The automatically selected network is a 3‑D U‑Net with four down‑sampling stages, each followed by a symmetric up‑sampling path. Every stage contains two 3 × 3 × 3 convolutional blocks, instance normalization, and LeakyReLU activations. The number of feature channels doubles after each down‑sampling step, starting from 32 channels at the input level. For the loss function nnU‑Net combines Dice loss and categorical cross‑entropy in equal proportion, which mitigates class imbalance while preserving boundary precision. Training employs the Adam optimizer (learning rate = 1e‑4) with a cosine‑annealing learning‑rate schedule for up to 1000 epochs; the batch size is limited to two due to GPU memory constraints.

Experimental Setup
A five‑fold cross‑validation scheme was used to assess generalization. In each fold, 24 scans served as training data, while the remaining six were held out for validation. Performance was quantified using the Dice Similarity Coefficient (DSC) and the 95th percentile Hausdorff Distance (HD95), the two most common metrics for cardiac segmentation tasks.

Results
Across the five folds the nnU‑Net achieved a mean DSC of 93.5 % (±1.2 %) and a mean HD95 of 2.8 mm (±0.6 mm). These figures surpass previously reported results on the same challenge, where traditional methods such as region‑growing, level‑set, or handcrafted feature classifiers typically yielded DSC values in the 85–90 % range. Notably, the model consistently delineated the proximal pulmonary veins—a region often problematic for generic CNNs—demonstrating its capacity to capture fine anatomical details essential for downstream electrophysiological simulations.

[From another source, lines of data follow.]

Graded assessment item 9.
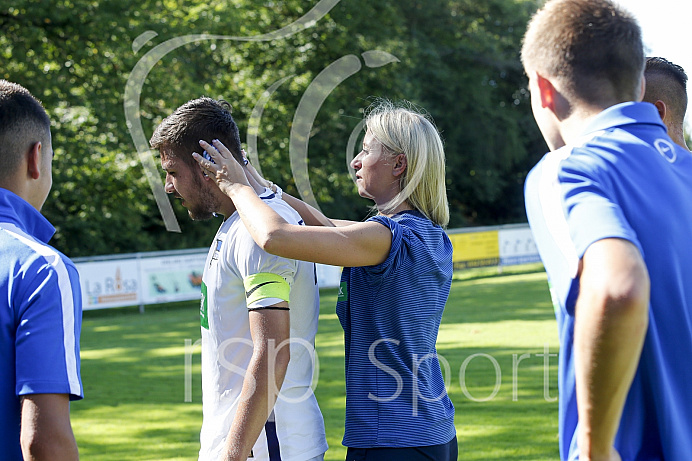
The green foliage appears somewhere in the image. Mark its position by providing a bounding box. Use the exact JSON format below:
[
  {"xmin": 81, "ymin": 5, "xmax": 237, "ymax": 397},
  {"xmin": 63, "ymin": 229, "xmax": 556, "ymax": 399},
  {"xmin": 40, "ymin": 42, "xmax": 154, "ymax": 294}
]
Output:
[{"xmin": 0, "ymin": 0, "xmax": 545, "ymax": 256}]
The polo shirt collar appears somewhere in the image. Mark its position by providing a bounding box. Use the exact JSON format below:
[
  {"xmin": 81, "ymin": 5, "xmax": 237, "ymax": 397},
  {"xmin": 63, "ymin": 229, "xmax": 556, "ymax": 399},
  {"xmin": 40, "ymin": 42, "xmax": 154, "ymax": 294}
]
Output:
[{"xmin": 0, "ymin": 188, "xmax": 55, "ymax": 243}]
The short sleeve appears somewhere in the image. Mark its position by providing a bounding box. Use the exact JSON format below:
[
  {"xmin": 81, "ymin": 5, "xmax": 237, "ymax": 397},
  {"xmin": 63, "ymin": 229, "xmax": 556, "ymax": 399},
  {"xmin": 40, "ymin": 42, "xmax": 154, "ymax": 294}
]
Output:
[
  {"xmin": 558, "ymin": 152, "xmax": 641, "ymax": 259},
  {"xmin": 15, "ymin": 257, "xmax": 84, "ymax": 400},
  {"xmin": 364, "ymin": 215, "xmax": 405, "ymax": 277},
  {"xmin": 228, "ymin": 219, "xmax": 297, "ymax": 309}
]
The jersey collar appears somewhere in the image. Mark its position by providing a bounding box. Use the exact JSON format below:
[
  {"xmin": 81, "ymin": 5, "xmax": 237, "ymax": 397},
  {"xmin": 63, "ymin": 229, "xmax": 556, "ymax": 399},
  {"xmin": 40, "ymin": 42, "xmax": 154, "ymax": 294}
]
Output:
[{"xmin": 0, "ymin": 188, "xmax": 55, "ymax": 243}]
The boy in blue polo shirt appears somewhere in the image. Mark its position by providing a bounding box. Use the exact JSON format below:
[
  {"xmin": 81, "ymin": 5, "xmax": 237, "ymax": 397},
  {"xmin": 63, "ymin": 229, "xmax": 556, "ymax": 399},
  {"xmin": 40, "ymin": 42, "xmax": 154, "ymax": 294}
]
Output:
[
  {"xmin": 0, "ymin": 80, "xmax": 83, "ymax": 461},
  {"xmin": 522, "ymin": 0, "xmax": 692, "ymax": 461}
]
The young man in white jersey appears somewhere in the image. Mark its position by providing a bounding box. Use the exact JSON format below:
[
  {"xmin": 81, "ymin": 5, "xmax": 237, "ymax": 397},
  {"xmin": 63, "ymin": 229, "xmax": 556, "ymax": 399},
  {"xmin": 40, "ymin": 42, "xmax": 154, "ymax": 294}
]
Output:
[{"xmin": 150, "ymin": 98, "xmax": 327, "ymax": 461}]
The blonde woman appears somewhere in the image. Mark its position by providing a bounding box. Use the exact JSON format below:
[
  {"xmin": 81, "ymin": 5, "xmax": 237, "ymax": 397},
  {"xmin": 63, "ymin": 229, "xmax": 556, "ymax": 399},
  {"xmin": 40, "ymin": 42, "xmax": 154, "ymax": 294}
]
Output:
[{"xmin": 193, "ymin": 102, "xmax": 457, "ymax": 461}]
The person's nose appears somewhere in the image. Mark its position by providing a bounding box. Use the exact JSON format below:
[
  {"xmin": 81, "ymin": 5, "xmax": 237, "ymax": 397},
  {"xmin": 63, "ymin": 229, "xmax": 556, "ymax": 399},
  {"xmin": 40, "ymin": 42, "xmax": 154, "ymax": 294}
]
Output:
[{"xmin": 163, "ymin": 175, "xmax": 175, "ymax": 194}]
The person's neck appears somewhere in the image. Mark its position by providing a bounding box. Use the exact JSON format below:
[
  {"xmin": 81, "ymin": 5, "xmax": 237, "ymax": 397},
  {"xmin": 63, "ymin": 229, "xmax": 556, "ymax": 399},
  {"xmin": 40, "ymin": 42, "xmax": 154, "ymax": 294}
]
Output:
[{"xmin": 552, "ymin": 103, "xmax": 619, "ymax": 150}]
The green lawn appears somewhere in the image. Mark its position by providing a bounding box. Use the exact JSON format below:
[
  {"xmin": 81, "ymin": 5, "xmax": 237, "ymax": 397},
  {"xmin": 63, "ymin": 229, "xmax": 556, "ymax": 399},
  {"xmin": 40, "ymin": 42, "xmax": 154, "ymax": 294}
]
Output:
[{"xmin": 72, "ymin": 269, "xmax": 558, "ymax": 461}]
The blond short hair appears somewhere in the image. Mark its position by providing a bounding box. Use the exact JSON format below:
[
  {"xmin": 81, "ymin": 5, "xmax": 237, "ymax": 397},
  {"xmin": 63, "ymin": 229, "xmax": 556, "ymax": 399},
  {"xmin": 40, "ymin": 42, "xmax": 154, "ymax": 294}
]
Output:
[
  {"xmin": 365, "ymin": 100, "xmax": 449, "ymax": 227},
  {"xmin": 521, "ymin": 0, "xmax": 644, "ymax": 104}
]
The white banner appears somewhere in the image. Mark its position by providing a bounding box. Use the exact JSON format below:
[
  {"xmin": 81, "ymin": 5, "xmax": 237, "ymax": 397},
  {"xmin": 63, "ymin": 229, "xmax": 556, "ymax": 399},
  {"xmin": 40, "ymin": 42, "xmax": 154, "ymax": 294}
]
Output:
[
  {"xmin": 139, "ymin": 252, "xmax": 207, "ymax": 304},
  {"xmin": 75, "ymin": 225, "xmax": 540, "ymax": 310},
  {"xmin": 498, "ymin": 226, "xmax": 541, "ymax": 266},
  {"xmin": 75, "ymin": 259, "xmax": 142, "ymax": 310}
]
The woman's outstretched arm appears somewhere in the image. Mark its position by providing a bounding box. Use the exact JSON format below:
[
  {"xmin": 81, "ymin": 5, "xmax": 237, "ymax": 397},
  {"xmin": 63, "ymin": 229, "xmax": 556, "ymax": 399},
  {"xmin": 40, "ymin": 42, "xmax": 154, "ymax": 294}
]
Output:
[{"xmin": 193, "ymin": 141, "xmax": 392, "ymax": 267}]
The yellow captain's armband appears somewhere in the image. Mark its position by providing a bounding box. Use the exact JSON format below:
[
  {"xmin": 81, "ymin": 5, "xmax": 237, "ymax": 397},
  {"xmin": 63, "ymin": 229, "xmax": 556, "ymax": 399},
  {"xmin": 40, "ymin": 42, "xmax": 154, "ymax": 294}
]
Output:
[{"xmin": 243, "ymin": 272, "xmax": 291, "ymax": 306}]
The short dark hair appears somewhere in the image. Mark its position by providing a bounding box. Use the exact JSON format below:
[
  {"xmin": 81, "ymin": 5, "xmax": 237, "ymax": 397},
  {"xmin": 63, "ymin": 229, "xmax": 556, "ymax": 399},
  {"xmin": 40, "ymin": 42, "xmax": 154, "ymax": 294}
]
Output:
[
  {"xmin": 521, "ymin": 0, "xmax": 644, "ymax": 103},
  {"xmin": 149, "ymin": 97, "xmax": 242, "ymax": 166},
  {"xmin": 0, "ymin": 80, "xmax": 50, "ymax": 181},
  {"xmin": 644, "ymin": 56, "xmax": 687, "ymax": 123}
]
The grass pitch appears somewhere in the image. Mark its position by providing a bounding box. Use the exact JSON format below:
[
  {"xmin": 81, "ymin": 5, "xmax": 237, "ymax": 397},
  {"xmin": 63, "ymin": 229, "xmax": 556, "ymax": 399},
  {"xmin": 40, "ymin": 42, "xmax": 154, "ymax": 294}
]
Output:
[{"xmin": 72, "ymin": 269, "xmax": 558, "ymax": 461}]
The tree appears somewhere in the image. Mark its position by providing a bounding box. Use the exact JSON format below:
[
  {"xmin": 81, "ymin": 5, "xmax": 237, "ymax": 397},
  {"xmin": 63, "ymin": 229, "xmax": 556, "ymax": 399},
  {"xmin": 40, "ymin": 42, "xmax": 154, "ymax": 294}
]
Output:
[{"xmin": 0, "ymin": 0, "xmax": 545, "ymax": 256}]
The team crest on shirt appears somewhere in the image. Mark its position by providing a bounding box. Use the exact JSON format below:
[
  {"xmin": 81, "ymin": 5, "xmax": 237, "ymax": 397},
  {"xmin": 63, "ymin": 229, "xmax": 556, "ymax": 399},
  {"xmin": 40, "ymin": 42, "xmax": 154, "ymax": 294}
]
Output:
[{"xmin": 209, "ymin": 239, "xmax": 223, "ymax": 266}]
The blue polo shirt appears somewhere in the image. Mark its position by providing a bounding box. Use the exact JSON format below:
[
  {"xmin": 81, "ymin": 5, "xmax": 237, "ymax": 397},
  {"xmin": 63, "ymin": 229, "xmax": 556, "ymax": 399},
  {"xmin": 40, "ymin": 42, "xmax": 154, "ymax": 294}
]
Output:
[
  {"xmin": 0, "ymin": 188, "xmax": 83, "ymax": 461},
  {"xmin": 336, "ymin": 211, "xmax": 456, "ymax": 448},
  {"xmin": 525, "ymin": 103, "xmax": 692, "ymax": 461}
]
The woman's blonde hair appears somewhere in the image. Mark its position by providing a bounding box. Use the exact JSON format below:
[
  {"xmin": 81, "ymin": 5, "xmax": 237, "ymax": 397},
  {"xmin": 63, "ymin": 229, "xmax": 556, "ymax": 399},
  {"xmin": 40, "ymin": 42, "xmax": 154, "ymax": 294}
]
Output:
[{"xmin": 365, "ymin": 100, "xmax": 449, "ymax": 227}]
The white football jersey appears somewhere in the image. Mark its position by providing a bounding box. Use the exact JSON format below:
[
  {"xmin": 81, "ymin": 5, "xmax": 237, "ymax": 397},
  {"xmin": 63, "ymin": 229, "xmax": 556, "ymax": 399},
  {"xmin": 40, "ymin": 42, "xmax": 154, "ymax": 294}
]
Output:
[{"xmin": 199, "ymin": 190, "xmax": 328, "ymax": 461}]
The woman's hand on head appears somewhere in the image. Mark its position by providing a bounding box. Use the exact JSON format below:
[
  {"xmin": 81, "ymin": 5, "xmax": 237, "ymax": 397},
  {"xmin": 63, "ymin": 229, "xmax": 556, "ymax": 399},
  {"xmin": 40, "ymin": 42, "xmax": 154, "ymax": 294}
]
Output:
[{"xmin": 192, "ymin": 139, "xmax": 249, "ymax": 194}]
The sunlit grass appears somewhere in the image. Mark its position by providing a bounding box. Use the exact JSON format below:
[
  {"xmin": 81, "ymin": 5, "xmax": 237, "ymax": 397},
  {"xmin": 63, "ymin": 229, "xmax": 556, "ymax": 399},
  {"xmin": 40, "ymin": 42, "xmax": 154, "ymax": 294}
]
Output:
[{"xmin": 72, "ymin": 267, "xmax": 558, "ymax": 461}]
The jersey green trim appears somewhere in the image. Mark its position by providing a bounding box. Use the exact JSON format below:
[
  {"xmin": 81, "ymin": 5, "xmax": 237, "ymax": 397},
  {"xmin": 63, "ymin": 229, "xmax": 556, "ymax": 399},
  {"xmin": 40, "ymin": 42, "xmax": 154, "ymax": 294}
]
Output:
[{"xmin": 243, "ymin": 272, "xmax": 291, "ymax": 306}]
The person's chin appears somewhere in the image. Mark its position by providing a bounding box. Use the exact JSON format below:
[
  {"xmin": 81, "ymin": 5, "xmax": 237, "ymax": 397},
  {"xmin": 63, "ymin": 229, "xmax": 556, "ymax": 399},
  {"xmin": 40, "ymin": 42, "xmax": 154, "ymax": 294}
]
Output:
[{"xmin": 187, "ymin": 210, "xmax": 214, "ymax": 221}]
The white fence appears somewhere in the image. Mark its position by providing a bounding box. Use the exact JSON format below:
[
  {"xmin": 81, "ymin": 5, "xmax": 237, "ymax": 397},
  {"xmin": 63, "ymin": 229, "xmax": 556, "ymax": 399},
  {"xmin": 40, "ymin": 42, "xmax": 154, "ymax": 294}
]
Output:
[{"xmin": 74, "ymin": 224, "xmax": 540, "ymax": 310}]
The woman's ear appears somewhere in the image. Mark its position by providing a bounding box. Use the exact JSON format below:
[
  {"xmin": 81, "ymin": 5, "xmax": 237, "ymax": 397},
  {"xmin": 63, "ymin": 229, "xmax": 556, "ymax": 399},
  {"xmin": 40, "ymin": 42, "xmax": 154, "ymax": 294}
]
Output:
[{"xmin": 392, "ymin": 154, "xmax": 408, "ymax": 176}]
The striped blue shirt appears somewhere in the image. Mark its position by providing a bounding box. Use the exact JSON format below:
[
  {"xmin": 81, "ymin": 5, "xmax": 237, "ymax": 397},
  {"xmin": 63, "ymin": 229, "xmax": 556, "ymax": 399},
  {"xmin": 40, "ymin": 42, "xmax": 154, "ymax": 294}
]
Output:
[
  {"xmin": 336, "ymin": 211, "xmax": 456, "ymax": 448},
  {"xmin": 0, "ymin": 188, "xmax": 83, "ymax": 461}
]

Error Analysis & Limitations
The few segmentation failures were concentrated in areas with markedly reduced signal intensity (e.g., near the atrial‑ventricular junction) and in scans exhibiting severe shape deformation due to patient‑specific pathology. Because the dataset is relatively small and originates from a single imaging protocol, external validation on multi‑center, multi‑vendor data remains pending. Moreover, the current pipeline processes full volumes patch‑wise, which, while accurate, incurs non‑trivial inference time; real‑time clinical deployment would benefit from model pruning or knowledge distillation.

Discussion & Future Work
The study confirms that nnU‑Net’s automated configuration can deliver state‑of‑the‑art LA segmentation without any manual hyper‑parameter search, dramatically lowering the expertise barrier for clinicians and researchers. Future directions include (1) expanding the training corpus to incorporate diverse scanners and contrast agents, (2) integrating multi‑modal inputs (e.g., CT or late‑gadolinium enhancement MRI) to improve robustness in low‑contrast regions, (3) applying post‑processing refinements such as conditional random fields or shape priors, and (4) coupling the segmentation output directly with electrophysiological solvers to evaluate the impact of segmentation accuracy on simulated ablation outcomes.

Conclusion
By applying nnU‑Net to the Left Atrial Segmentation Challenge dataset, we achieved a mean Dice score of 93.5 %, outperforming traditional and many deep‑learning baselines. The framework’s self‑configuring nature eliminated the need for extensive manual engineering while delivering clinically relevant segmentation of both the atrial body and the proximal pulmonary veins. This work demonstrates that fully automated, high‑performance LA segmentation is feasible and ready for integration into time‑sensitive cardiac imaging workflows and personalized cardiac modeling pipelines.